Crab-Stuffed Jalapenos
By Chef_Madel
Tender pepper boats hold a creamy crab filling topped with crisp crumbs.
0 Picture
Ingredients
- 10 (8 oz/250 g)large fresh jalapeno peppers
- 1 (10 oz/300 g) frozen crabmeat, thawed
- 1/4 cup (50 ml) each light mayonnaise and light sour cream
- 1 egg yolk
- 2 green onions, finely chopped
- 2 tsp (1 ml) each dry mustard and salt
- 1/4 tsp (1 ml) each dry mustard and salt
- 1 cup (250 ml) fresh bread crumbs
- 2 tbsp chopped fresh parsley (25 ml)
- 2 tbsp (25 ml) butter, melted
Details
Servings 20
Preparation
Step 1
Wearing rubber gloves, cut jalapeno peppers in half lengthwise, leaving stems intact. With small knife, scrape out seeds and membranes. Set jalapenos aside.
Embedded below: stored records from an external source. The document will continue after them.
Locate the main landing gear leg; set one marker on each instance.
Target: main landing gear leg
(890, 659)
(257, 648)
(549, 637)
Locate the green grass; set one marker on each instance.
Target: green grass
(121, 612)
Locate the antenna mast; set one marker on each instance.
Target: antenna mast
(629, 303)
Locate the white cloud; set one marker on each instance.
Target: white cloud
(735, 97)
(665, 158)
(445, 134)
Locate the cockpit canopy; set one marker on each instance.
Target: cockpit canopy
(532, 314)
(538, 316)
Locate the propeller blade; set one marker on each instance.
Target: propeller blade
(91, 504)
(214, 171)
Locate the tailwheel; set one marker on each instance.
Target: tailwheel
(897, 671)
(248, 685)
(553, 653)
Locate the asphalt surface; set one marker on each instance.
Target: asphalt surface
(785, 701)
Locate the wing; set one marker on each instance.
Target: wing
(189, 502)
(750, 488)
In sieve, drain crab, pressing out as much moisture as possible; pick through to remove any cartilage. Transfer to bowl.
Add mayonnaise, sour cream, egg yolk, green onions, lemon juice, mustard and salt; pour in half of the bread crumbs and mix well. Spoon into pepper halves.
In small bowl, toss together remaining bread crumbs, parsley and butter; spoon onto filling. Arrange on rimmed baking sheet. (make ahead: cover and refrigerate for up to 24 hours.)
Bake in 375 F (190 C) oven until topping is golden and crisp, about 20 minutes.